A newly assigned order number if the order was placed successfully.

errorMessage

optional

string

255 chars

The explanation of error if an error occurred.

errorItem

optional

string

255 chars

The name of the request parameter that caused the error if applicable.

Sample success response

orderNumber=8151164

Sample error response

errorCode=-3&errorItem=loginName

Error codes

The following table outlines error responses returned by the PlaceOrder API endpoint for Resellers.
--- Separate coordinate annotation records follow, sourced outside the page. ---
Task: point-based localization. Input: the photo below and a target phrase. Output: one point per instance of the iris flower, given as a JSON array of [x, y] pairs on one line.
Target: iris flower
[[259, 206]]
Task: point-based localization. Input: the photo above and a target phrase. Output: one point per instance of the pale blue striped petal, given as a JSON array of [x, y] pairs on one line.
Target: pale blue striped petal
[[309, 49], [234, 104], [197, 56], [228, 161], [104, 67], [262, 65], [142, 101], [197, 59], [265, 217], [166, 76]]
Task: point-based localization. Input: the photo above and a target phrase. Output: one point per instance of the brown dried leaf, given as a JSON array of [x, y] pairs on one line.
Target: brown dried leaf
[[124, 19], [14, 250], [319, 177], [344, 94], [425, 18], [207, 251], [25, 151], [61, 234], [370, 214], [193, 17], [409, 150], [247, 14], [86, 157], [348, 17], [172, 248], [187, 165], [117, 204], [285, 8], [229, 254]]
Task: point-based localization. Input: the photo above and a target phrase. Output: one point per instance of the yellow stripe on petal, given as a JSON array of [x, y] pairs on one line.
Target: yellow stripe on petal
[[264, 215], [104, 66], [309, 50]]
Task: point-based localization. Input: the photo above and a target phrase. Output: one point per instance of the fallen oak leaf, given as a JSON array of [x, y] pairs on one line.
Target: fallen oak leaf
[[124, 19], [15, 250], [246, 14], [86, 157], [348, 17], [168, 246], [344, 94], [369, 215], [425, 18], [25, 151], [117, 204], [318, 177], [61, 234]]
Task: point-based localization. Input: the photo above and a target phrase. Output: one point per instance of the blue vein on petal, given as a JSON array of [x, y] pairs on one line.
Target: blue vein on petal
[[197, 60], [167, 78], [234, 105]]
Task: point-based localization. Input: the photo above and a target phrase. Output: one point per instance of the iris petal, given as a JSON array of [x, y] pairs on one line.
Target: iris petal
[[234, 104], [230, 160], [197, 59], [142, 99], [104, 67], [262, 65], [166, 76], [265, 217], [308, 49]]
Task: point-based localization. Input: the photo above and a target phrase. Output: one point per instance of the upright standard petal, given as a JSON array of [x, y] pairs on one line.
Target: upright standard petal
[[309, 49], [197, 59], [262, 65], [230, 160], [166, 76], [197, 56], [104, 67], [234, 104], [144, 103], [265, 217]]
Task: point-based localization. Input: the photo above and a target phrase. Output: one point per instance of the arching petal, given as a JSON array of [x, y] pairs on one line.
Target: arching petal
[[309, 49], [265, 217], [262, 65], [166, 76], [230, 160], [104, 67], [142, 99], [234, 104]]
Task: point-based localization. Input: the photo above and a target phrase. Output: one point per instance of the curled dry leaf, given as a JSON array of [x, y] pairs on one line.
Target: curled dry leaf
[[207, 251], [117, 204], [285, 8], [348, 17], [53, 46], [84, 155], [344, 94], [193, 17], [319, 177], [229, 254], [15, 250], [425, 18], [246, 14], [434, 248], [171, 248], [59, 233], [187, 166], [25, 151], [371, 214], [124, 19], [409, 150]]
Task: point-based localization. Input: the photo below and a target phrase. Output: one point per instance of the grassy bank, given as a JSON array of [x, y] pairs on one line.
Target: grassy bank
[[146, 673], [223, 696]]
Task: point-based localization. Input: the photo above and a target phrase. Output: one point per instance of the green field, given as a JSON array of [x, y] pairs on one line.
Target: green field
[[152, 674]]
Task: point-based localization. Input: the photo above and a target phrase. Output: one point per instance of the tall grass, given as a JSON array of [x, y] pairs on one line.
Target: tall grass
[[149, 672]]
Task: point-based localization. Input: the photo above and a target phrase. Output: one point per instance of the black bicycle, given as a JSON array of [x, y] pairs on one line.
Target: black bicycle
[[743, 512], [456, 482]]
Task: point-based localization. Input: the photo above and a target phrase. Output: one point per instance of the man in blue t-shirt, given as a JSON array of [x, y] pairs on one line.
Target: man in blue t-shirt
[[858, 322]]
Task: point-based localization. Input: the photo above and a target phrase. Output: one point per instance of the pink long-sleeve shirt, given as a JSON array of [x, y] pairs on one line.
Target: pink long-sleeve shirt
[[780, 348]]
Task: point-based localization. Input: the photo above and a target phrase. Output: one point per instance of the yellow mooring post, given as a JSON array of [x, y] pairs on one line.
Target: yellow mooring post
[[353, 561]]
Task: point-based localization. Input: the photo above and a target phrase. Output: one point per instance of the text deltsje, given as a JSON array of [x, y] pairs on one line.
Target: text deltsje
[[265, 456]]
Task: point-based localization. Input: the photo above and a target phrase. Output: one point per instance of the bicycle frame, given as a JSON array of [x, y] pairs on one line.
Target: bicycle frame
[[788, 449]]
Each error response consists of an errorCode and an errorMessage indicating why the request failed.

Error Code Error Message Description

-1

Request was not made over HTTPS!

The request must use HTTPS protocol.

-2

'xxxx' is an unrecognized argument!

The provided argument is not recognized.

-3

The 'xxxx' argument is missing!

A required argument is missing from the request.

-4

The value of the 'xxxx' argument is invalid!

The argument value does not meet validation requirements.

-13

The CSR uses an unsupported key size!

The key size in the CSR is not supported.

-14

An unknown error occurred!

An unknown error occurred.

-16

Incorrect login details, account is locked, password has expired or your source IP is blocked.

Authentication has failed due to one of the specified reasons.

Verify your login credentials or check account restrictions.

-38

Certain details that must be validated for 'errorItem' are missing from this Account!

Certain required details for validation are missing from the account.

-39

At least 1 item is missing from this order!

The order does not contain all items.

-44

Not a white-listed public key!

The provided public key is not on the whitelist.

-62

Company name is required but missing.

The required company name is missing.

-65

PlanID for this product not found.

The specified PlanID for the product could not be found.

-70

Invalid Email Address!

The provided email address is not valid.

-83

'xxxx' is not applicable to this order!

The specified argument is not applicable for the current order.

-91

Permission Denied. 'xxx'

The user does not have permission for the specified context.

-97

Session is expired

The session has expired.

-126

HTTP(S) CSR Hash DCV Methods are not allowed to validate Wildcard Domain!

The HTTP(S) CSR Hash DCV methods cannot be used to validate a wildcard domain.